L’église est primitivement et historiquement la gardienne de l’institution de l’eucharistie, la pierre de touche sur laquelle elle repose. A partir de là elle peut évoluer en deux directions :
- soit elle cherche à disposer de ce trésor en lui-même, à le circonscrire et l’enfermer en quelque sorte, à en faire un objet, simple prédicat du sujet réel qui est le Christ.
- soit elle considère qu’elle « est » au sens ontologique le plus fort ce trésor lui-même qui est vivant et cherche à croître spontanément.
Cela donne deux états d’esprit et deux méthodes :
- soit un “contrat” initial un peu idyllique, une vision très optimiste et juridique du chemin assortie d’une certitude formelle de résultats (le baptême qui fonctionne soit disant à tous les coups, la fable que juste aller à la messe suffit pour obtenir les dons de l’Esprit avec la pseudo certitude de se situer du “bon côté” au paradis).
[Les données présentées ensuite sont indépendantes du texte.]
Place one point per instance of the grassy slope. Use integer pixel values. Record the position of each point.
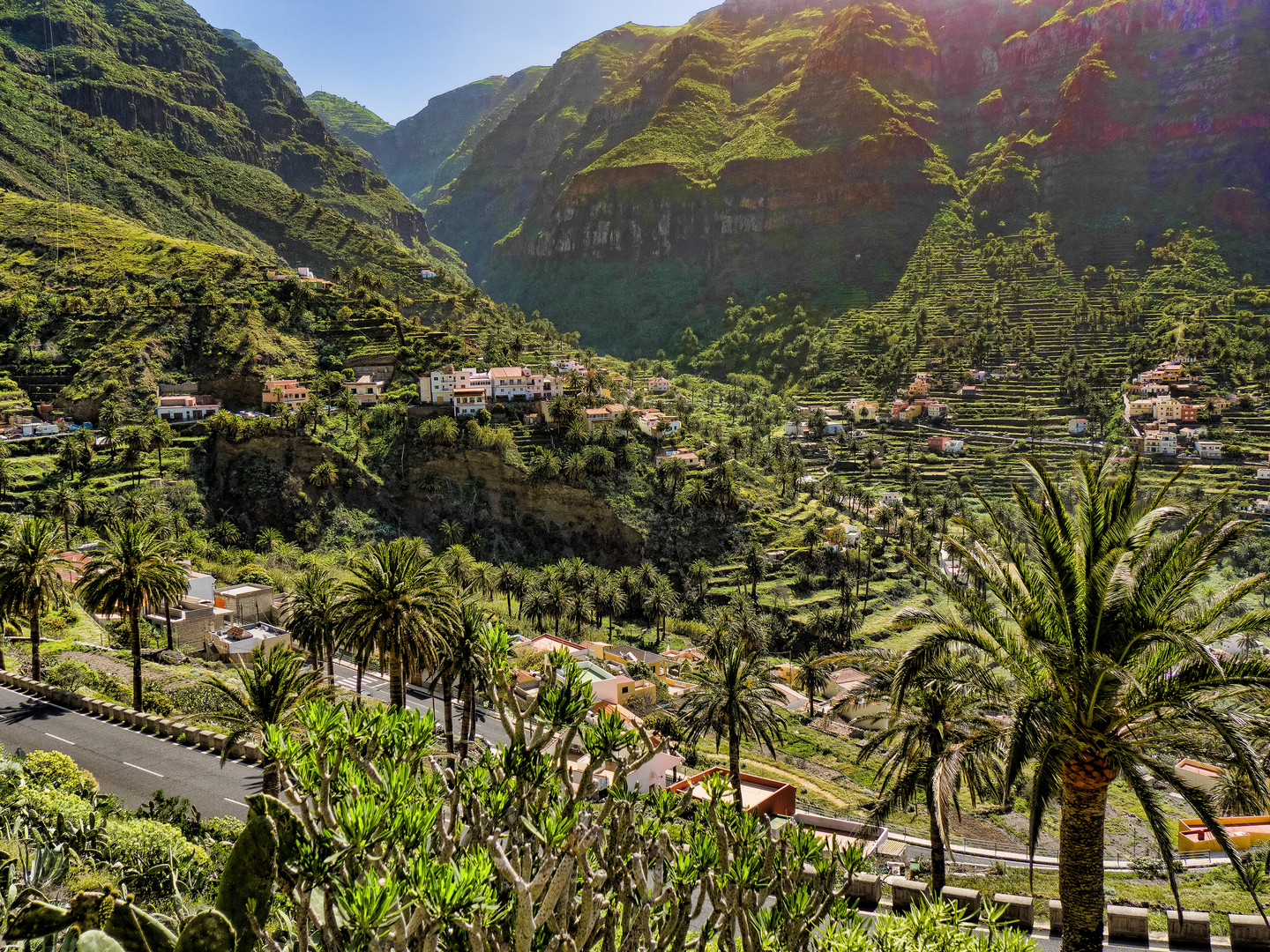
(222, 152)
- soit une situation de base reliée à notre désorientation fondamentale, une absence de caractéristiques absolues dans la voie et une incertitude sur l’obtention de quoi que ce soit.
En termes de parcours amoureux, on a la situation réelle d’un engagement basé sur une confiance mutuelle et une “foi” mais sans certitude absolue que cela va fonctionner, et de l'autre côté l’illusion qu’un contrat avec des règles strictes va garantir qu’on va pouvoir disposer pour toujours de quelque chose.
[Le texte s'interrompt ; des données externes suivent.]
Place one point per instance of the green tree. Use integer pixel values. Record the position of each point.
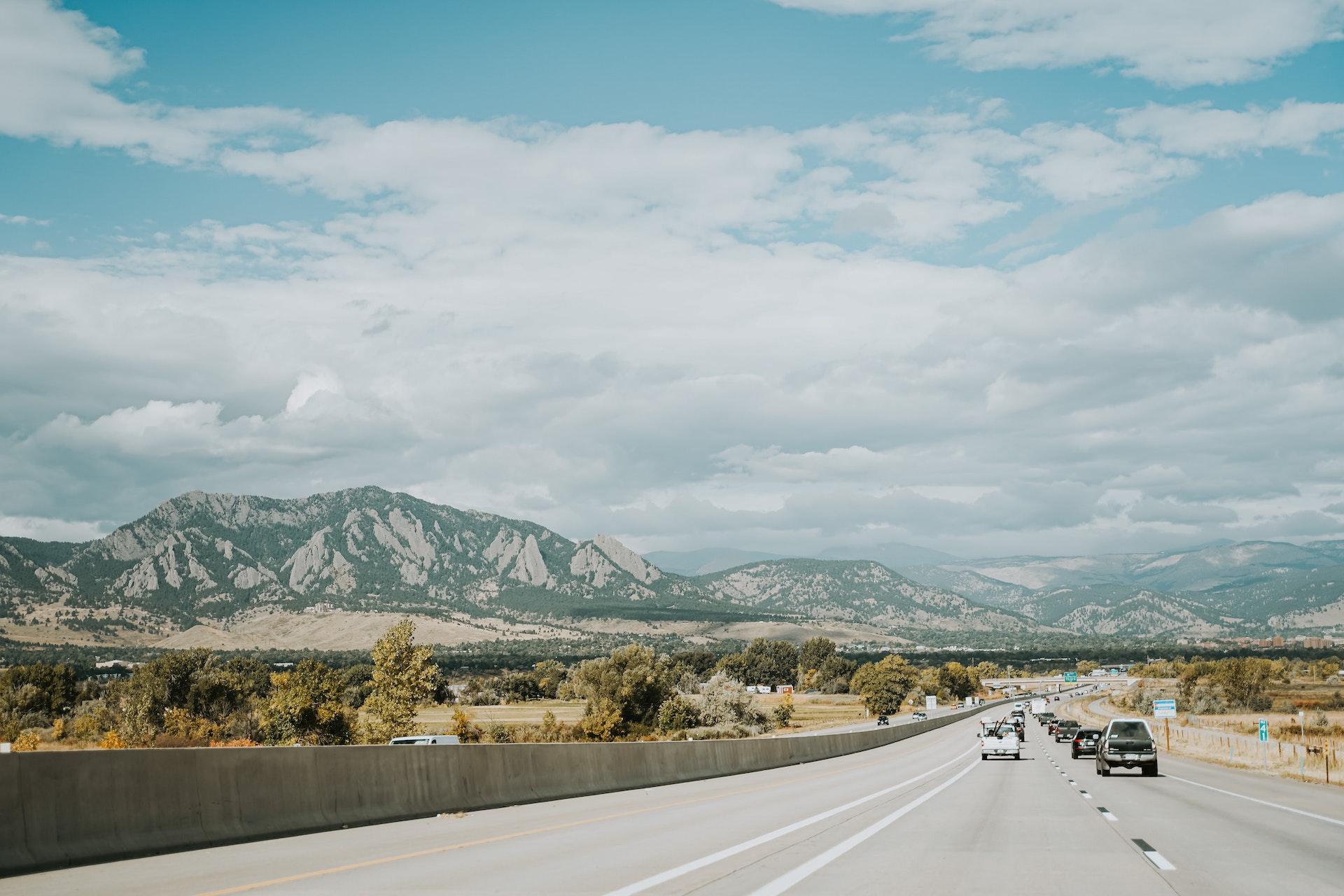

Suivant que l’église « penche » et oscille plus d’un côté ou de l’autre (l’être ou l’avoir si on schématise), il en résulte quelque chose de complètement différent et même carrément opposé. Il est aisé de voir que les saints forment le « corps mystique » de l’église et sont reliés à cet aspect vivant et en croissance perpétuelle. En fait ils forment ce corps même sur lequel les pécheurs peuvent venir s’agréger par leur prière.
Dès le début et sa constitution primitive, les deux forces jouent dans le sein de l’Eglise comme antagonismes. Il est facile de constater qu’elle est celle qui a écrasé l’autre aujourd’hui, puisque le résultat repose sous nos yeux en permanence. Il se traduit par le discours type comme quoi « nous sommes déjà sauvés et tout est parfait tel quel » très différent du verbe régénérateur et de la parole créatrice...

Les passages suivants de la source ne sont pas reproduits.